Hershey's gets the picture, which is why the company's reduced-fat Sweet Escapes candy bars have green on their wrappers, as do Nabisco's SnackWell low-fat and nonfat cookies and ConAgra's Healthy Choice dinners. Also sporting green: lids on low-fat Haagen-Dazs, cans of decaffeinated coffee (as opposed to the "robust" red on caffeinated versions) and the placards and products in large supermarkets' natural foods sections.
White, like green, signifies fewer calories, says Wansink. While regular Stouffer's frozen dinners are orange, Lean Cuisine entrees come in boxes that are mostly white. And Wansink notes that sales of sugar-free Canada Dry Ginger Ale shot up after the soda's labels took on more white.
Silver also stands for fewer calories. Diet Coke cans have a lot of silver, while regular Coke cans are mostly red.
White is also used for less expensive and bulky foods, such as sugar and flour, and to convey hygiene or cleanliness in the packaging of milk and cheese. Of course, sugar, flour, milk and some cheeses are white, giving the food and its packaging what Johnson calls congruency of color.

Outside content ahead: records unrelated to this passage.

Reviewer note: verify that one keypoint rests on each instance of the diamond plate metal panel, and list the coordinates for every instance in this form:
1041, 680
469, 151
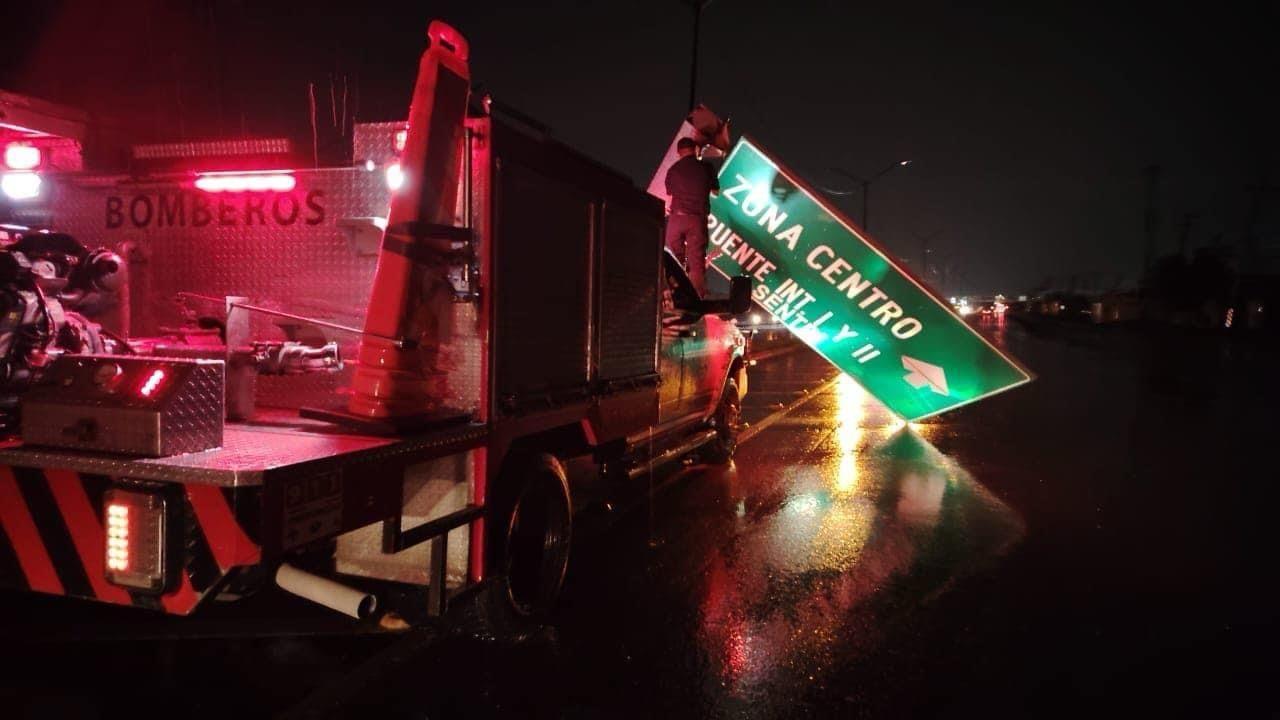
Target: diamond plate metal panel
629, 294
76, 406
247, 454
287, 251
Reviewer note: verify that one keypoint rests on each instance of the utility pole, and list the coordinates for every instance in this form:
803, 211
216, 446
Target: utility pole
1151, 219
1256, 191
696, 7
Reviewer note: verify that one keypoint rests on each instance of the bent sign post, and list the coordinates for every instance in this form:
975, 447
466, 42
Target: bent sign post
844, 296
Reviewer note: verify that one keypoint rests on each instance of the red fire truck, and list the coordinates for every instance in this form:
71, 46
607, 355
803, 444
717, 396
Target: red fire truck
213, 377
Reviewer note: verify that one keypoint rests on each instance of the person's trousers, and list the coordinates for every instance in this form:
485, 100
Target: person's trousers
686, 238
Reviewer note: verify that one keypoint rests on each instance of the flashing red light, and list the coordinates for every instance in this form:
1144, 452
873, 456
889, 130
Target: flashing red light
152, 383
394, 177
21, 156
21, 186
118, 537
263, 181
136, 540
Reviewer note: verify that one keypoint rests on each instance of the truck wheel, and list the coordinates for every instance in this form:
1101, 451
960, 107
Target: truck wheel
726, 422
534, 529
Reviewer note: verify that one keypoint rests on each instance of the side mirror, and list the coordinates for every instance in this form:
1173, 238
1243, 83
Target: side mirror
739, 299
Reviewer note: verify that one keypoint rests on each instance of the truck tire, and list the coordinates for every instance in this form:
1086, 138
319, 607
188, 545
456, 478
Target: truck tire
726, 422
533, 528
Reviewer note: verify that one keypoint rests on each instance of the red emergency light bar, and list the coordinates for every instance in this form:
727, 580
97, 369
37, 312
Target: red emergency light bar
254, 181
21, 156
213, 147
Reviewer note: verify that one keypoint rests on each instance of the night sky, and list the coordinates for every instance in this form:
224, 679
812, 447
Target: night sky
1028, 128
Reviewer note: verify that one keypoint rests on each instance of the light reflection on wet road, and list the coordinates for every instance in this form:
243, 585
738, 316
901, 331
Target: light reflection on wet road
844, 522
743, 589
1097, 542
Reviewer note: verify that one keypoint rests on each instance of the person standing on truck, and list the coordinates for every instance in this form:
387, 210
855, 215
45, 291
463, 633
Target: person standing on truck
690, 182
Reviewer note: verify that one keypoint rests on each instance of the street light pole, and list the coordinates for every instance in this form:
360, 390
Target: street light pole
867, 186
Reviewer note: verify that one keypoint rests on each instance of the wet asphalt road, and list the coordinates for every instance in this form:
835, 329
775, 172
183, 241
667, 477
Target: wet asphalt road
1096, 542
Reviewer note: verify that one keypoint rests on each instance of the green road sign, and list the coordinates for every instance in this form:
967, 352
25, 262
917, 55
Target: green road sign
844, 296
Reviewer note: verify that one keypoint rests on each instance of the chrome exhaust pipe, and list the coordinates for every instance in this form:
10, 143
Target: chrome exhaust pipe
323, 591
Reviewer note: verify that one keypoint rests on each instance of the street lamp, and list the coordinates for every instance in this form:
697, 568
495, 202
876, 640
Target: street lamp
867, 185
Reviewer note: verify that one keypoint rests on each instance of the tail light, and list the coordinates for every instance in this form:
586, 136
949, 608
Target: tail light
141, 525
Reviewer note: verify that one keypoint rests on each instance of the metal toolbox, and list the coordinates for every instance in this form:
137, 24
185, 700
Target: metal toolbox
135, 405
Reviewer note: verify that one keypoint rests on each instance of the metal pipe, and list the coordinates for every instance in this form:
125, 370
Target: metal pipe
323, 591
397, 342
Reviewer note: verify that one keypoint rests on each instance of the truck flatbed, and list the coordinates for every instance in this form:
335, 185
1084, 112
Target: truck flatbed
252, 452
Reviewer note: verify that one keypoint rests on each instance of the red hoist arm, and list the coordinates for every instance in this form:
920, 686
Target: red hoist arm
411, 294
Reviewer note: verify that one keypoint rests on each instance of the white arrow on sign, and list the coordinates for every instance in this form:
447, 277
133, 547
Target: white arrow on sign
924, 374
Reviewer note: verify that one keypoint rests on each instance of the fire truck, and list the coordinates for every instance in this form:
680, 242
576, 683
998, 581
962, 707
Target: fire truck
215, 377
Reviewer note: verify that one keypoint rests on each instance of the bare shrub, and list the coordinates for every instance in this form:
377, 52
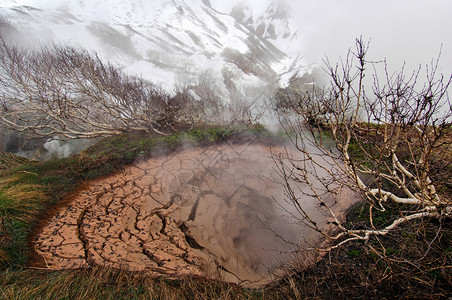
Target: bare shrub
380, 144
69, 92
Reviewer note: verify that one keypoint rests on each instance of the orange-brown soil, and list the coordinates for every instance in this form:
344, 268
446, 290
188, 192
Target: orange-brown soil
216, 211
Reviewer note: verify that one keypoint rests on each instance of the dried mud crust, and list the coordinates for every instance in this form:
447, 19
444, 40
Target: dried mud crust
203, 212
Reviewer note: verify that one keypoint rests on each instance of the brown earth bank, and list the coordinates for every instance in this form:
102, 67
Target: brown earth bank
218, 211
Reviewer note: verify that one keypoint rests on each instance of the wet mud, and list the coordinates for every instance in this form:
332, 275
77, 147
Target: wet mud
216, 211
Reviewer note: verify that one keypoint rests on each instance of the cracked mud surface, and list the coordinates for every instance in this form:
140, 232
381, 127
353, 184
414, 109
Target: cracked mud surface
202, 211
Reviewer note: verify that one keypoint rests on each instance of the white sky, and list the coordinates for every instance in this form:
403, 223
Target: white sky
410, 31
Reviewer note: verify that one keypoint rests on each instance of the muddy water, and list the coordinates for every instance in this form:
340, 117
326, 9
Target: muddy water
217, 211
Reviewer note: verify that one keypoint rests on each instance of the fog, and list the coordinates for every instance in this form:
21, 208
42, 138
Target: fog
400, 31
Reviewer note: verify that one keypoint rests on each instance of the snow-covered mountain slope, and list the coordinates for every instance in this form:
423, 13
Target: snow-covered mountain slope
167, 41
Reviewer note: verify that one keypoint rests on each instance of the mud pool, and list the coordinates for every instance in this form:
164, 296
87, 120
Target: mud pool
216, 211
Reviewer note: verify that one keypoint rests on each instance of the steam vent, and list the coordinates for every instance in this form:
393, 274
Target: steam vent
217, 211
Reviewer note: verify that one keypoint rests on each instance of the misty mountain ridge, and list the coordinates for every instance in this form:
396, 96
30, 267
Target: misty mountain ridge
172, 42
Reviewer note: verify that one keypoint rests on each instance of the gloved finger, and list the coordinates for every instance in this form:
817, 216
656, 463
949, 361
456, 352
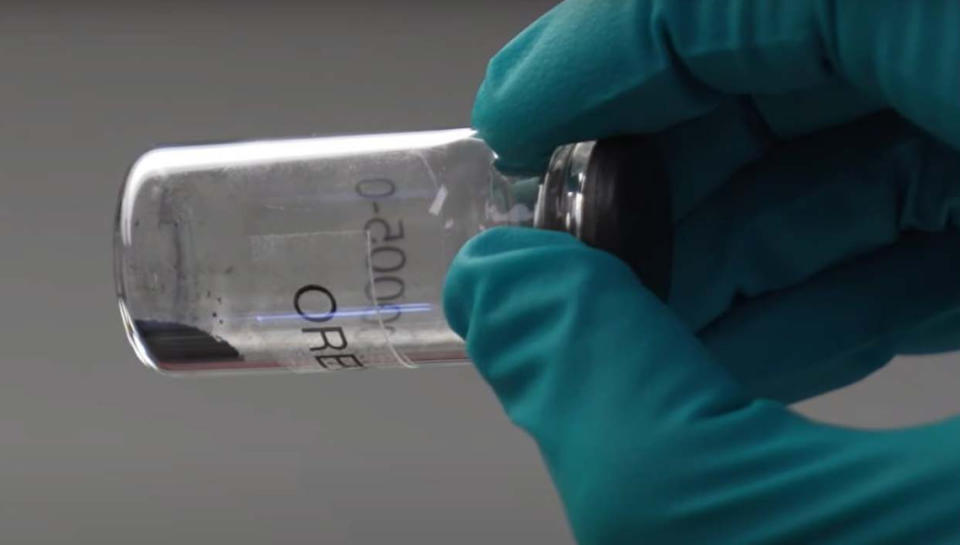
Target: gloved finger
504, 295
846, 322
814, 203
649, 440
590, 69
702, 154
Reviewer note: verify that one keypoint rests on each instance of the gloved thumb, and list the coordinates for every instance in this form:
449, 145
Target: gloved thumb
648, 439
558, 328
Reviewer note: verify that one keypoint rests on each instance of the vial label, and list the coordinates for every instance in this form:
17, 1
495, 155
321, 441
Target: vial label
307, 303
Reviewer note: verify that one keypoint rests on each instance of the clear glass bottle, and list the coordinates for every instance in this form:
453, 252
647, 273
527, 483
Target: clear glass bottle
322, 254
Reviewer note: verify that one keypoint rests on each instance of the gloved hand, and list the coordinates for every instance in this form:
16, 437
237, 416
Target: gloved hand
806, 255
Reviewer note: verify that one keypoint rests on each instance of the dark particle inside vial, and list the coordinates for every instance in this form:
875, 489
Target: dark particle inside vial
170, 342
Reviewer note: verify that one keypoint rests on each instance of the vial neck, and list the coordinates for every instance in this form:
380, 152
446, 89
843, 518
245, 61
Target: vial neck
559, 205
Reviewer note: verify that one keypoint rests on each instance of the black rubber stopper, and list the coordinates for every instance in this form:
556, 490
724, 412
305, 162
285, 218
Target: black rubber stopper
627, 209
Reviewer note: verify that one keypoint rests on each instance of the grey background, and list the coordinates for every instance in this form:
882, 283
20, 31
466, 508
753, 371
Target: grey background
96, 449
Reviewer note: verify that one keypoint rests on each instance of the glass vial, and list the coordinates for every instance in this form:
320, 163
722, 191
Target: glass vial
324, 254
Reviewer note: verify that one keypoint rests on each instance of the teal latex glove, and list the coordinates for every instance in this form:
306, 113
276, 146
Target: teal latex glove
804, 259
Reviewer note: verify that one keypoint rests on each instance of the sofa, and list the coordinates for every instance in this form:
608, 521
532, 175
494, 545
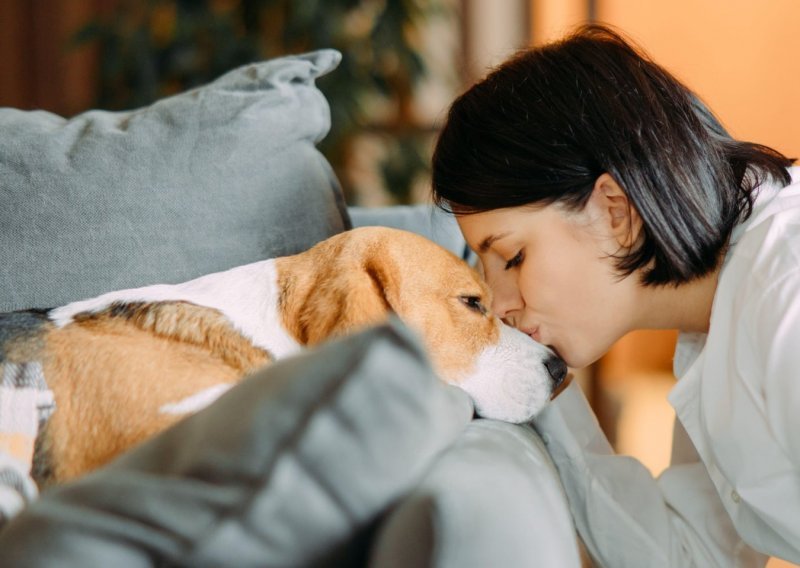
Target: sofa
352, 453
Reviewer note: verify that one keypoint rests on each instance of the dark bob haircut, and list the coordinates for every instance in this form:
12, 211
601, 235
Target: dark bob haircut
543, 126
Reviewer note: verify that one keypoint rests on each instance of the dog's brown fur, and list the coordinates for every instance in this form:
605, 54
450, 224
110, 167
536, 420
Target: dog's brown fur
162, 352
174, 350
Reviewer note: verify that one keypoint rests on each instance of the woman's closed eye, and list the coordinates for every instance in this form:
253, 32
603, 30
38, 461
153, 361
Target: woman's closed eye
514, 261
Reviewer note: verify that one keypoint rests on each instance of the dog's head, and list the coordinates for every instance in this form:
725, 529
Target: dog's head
357, 278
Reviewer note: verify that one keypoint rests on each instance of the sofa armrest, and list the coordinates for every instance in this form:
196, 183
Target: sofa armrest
493, 498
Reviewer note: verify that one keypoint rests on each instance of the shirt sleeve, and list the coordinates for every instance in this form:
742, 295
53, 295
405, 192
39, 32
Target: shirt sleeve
626, 517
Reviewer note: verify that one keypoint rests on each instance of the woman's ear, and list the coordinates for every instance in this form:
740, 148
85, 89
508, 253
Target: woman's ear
612, 212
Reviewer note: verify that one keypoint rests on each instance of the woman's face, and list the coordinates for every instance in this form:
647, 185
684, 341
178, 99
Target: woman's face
552, 278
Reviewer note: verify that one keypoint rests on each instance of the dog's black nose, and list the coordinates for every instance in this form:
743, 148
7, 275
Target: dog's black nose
557, 369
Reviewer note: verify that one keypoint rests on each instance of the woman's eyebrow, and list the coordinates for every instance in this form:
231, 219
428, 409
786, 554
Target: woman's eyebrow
489, 241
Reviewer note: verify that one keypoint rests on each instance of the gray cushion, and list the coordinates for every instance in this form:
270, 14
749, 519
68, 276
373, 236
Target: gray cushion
493, 499
217, 177
292, 467
426, 220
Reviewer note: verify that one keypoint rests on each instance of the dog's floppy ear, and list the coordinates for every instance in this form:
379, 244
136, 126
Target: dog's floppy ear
333, 290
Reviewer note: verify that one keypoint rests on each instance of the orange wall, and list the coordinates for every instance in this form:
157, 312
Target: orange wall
740, 56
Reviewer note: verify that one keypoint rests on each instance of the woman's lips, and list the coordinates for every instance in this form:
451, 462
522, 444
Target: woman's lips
533, 333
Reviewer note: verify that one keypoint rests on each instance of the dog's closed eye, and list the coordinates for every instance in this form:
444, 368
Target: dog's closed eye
474, 303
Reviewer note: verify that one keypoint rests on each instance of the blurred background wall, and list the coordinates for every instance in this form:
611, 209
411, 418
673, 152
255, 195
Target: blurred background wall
404, 62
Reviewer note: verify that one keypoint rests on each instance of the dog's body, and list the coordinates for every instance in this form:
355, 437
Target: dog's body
127, 364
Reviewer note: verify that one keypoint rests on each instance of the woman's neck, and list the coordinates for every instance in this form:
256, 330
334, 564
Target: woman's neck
686, 307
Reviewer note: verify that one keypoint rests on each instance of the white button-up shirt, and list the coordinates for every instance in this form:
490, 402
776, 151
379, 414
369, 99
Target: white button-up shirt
733, 486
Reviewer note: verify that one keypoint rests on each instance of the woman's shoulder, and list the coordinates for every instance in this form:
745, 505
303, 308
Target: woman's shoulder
767, 244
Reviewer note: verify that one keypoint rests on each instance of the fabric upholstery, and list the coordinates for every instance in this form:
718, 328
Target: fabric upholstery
216, 177
492, 499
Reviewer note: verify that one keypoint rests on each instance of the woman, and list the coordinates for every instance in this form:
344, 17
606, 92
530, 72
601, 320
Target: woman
601, 197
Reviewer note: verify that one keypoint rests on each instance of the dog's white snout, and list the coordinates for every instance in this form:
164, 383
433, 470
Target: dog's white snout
514, 379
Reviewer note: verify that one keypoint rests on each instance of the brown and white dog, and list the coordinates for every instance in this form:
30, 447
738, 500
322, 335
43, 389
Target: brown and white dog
125, 365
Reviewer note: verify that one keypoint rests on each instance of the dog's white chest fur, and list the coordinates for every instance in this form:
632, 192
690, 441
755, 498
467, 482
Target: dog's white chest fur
247, 295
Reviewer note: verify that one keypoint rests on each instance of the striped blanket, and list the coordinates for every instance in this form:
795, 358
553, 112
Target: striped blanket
25, 405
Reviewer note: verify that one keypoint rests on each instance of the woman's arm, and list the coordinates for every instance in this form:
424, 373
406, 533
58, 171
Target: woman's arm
625, 516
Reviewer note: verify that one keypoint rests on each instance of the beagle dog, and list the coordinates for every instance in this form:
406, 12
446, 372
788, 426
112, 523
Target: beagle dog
127, 364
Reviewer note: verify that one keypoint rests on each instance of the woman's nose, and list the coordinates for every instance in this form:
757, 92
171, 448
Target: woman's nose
507, 298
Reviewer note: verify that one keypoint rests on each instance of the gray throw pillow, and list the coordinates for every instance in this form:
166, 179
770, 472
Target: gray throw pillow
216, 177
292, 467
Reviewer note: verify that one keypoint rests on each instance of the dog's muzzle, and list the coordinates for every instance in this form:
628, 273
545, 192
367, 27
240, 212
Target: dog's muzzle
557, 370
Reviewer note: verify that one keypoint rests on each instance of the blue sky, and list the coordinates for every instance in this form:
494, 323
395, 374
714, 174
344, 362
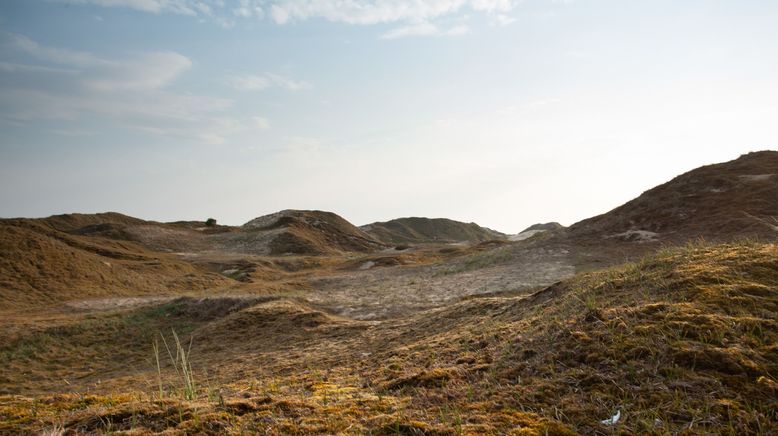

Children don't care about color congruence, Johnson says, which is why they're perfectly happy to have a food of any color inside a purple box. But adults like color matchup--no doubt part of the reason French's puts its mustard in yellow containers, orange juice usually comes in a container with some orange on it and so on.
Deep colors, such as shades of brown, indicate roasted, baked or very rich tastes, says Johnson. In focus groups brought together by Demptos Glass of Louisville, consumers said deep-colored wine bottles contained more expensive wine than light-colored ones. Wines & Vines, a trade publication, quoted one focus group participant who said after looking at a light-hued wine bottle, "It's like a mass-produced beer, and you know how that tastes."
The color that hits your eye fastest is yellow--no small thing for marketers, who believe that "for a package design on the supermarket shelf to halt a customer's attention, it must do its job within one twenty-fifth of a second," according to Johnson.
That's probably why there are loads of yellow on cereal boxes (think brands such as General Mills Cheerios and Post Shredded Wheat). There are so many brands to choose from that it behooves the manufacturer to try to be the first to literally catch your eye.